Today, however, they took a huge step in the right direction by bringing both Danny Muno and Wilfredo Tovar from Las Vegas to Phoenix so they could hedge their bets on Daniel Murphy’s injury prognosis. Wow! That meant they coughed up an extra plane ticket unnecessarily but because they didn’t want to be shorter on an already miniscule bench. Small signs are sometimes worth celebrating, but that’s how a real team operates (even if we’re only talking about less than $200 for a round trip ticket). To Mets fans, it’s like sprouting their first chest hair of showing the faintest wisp of a mustache. The team may actually be growing up.
Of course, there’s plenty more to do and much of it has heretofore been distasteful to upper management. David Wright’s injury prognosis is the huge unknown and it’s possible he’ll miss more than half the season. Do they really feel content to have his spot held tepid by the efforts of Ruben Tejada, Eric Campbell and the like? REAL TEAMS go out and get reinforcements to contend for the pennant or to fend off the competition when, on June 5th, you find yourself inexplicably in first place.

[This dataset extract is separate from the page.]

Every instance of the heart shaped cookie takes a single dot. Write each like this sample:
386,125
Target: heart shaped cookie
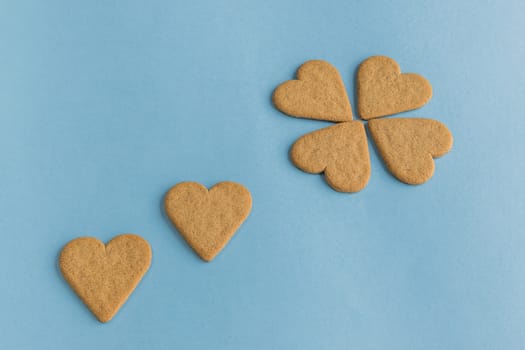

Now a lot of people are sitting there writing and talking about, “What would they do if they acquired player X and David Wright comes back?” Wow, what a nice problem to have! Think of how fat, dumb and happy people feel about having 6 starters plus Steve Matz plus Rafael Montero and eventually plus Zack Wheeler…wouldn’t it be nice to have the same comfort level on offense, too?
Without a detailed player-by-player analysis, I think most Mets fans would agree that the outfield is arguably the weakest production of any team in baseball. Throw in the mish-mash at 3B, Kevin Plawecki’s valiant but forgettable debut and you can see there’s plenty of room for improvement.
The question is will the team have the wherewithal to own up to mistakes and make the necessary moves? Hey, if the Angels could figure out a way to dump Vernon Wells on the Yankees and part ways with Josh Hamilton, anything is possible.
The flip side is the prospect game. The Mets held onto a great many of them too long (Alex Escobar, Jay Payton, Generation K, etc.) and got nothing to show for it. Right now they’re knee deep in starting pitching yet seemingly unwilling to roll the dice to trade any of it to address other needs. Granted, the preference would likely be to trade Jon Niese and/or Dillon Gee, but with the way they’re performing they are not going to fly off the shelves.
Perhaps the number one priority should shift to Bartolo Colon. Right now while his ERA is fairly ugly, the fact remains he’s striking people out, not walking anyone and leading the league in victories. His contract ends in October and the acquiring team would only be on the hook for about $7.5 million. Sell high!
What about sending Bart to the Dodgers for Alex Guerrero even up? Bart helps them push towards a pennant, 3B is given to Justin Turner until one of the farmhands is ready to step up. The Mets get a power hitting 3rd baseman (10 HRs, 26 RBIs in just 104 ABs) who earns little money and they pocket the remainder of what they would have paid Colon while opening up a spot for Steve Matz. Guerrero is owed $7.5 million per season for 2016 and 2017, but could be moved to the outfield if Wright makes a full recovery. Hell, I’d sweeten the deal with a non-elite prospect or two to help solve two Mets problems simultaneously. The Dodgers are already down Brandon McCarthy and Hyun-Jin Ryu. They strike me more as the type of team like the Yankees used to be who would sooner get veterans than roll the dice on youngsters.
Regardless of which transactions are made and whatever players are involved, the fact remains that the time for inertia is over. Wishing and hoping for a magical return to April dominance when various people return from the DL is not how professionals plan for the future. Let’s trash can the Underoos and switch to boxers. It’s time to grow up.